Первый удар лег точно посредине. Рубец медленно наливается красным. А Алена-змея, только вздрогнула. Хоть бы пискнула, стерва. По себе помнится, так в детстве после такого удара, как поросенок визжал. Ну ничего, до заутрени далеко ещё.
И-эх, - смачно получилось, как раз пониже немного. Интересно, она о своем милом сейчас думает?
И-эх, - ещё разочек. До крови засеку.
И-эх.
Алена не выдержала и застонала.
Ну вот, и голосок прорезался. А то все молчком, да молчком.
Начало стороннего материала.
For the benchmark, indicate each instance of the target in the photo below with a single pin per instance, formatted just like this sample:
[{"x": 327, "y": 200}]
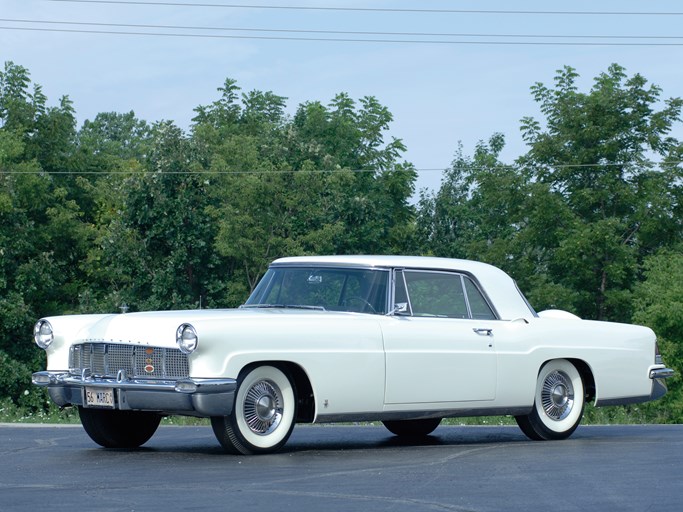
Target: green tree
[
  {"x": 594, "y": 152},
  {"x": 659, "y": 304},
  {"x": 573, "y": 219}
]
И-эх. – Да ты не причитай, ещё рано пока.
И-эх.
Пора, на другую сторону перейти а то та сторона уже как головня пылает, а эта ещё бледная. Вот только в портах кое-что идти мешает. Обойти сзади, чтобы не заметила стерва.
И-эх.
А голосит-то как. Как сестрица старшая. Ох, как мне тогда это нравилось. Жаль только, что потом, не до того становилось. Самому апосля влетало по первое число.
Злость таяла, как масло в ладони. Рука, протянувшаяся стряхнуть кусочки коры налетевшие с розги слегка задержалась на горячей коже. Нет, ещё мало, пожалуй.
И-эх.
Вопль Алены от нестерпимой боли рванул по ушам. Ну, вот теперь порядок. Ещё немножко для закрепления урока и достаточно.
И-эх.
А как визжит, слушать приятно. Видел бы её сейчас этот, Чернобровый. Впрочем, хрен ему. Ещё понравится. Сам бы небось не отказался постегать её.
И-эх.
Алена уже вопила в голос. Цвет попы переходил в лилово-багровый.
И-эх.
Алена в последний выгнулась дугой, насколько позволяли рушники и упала головой на лавку.
Все, хватит. Вставай, блудница вавилонская.
Алена медленно, с трудом поднялась с лавки, опустила задранный подол и вдруг рухнула на колени:
- Прости, Христа ради, меня дуру окаянную.
Давно бы так:
- Бог простит.
Интересно, сегодня ночью она сможет обниматься или станет кочевряжиться. Ну, ничего, если станет, ещё добавлю. Только бы по быстрей лечь, а то уже никаких сил не хватает смотреть на неё. Господи, прости мою душу грешную. За что я люблю стерву такую.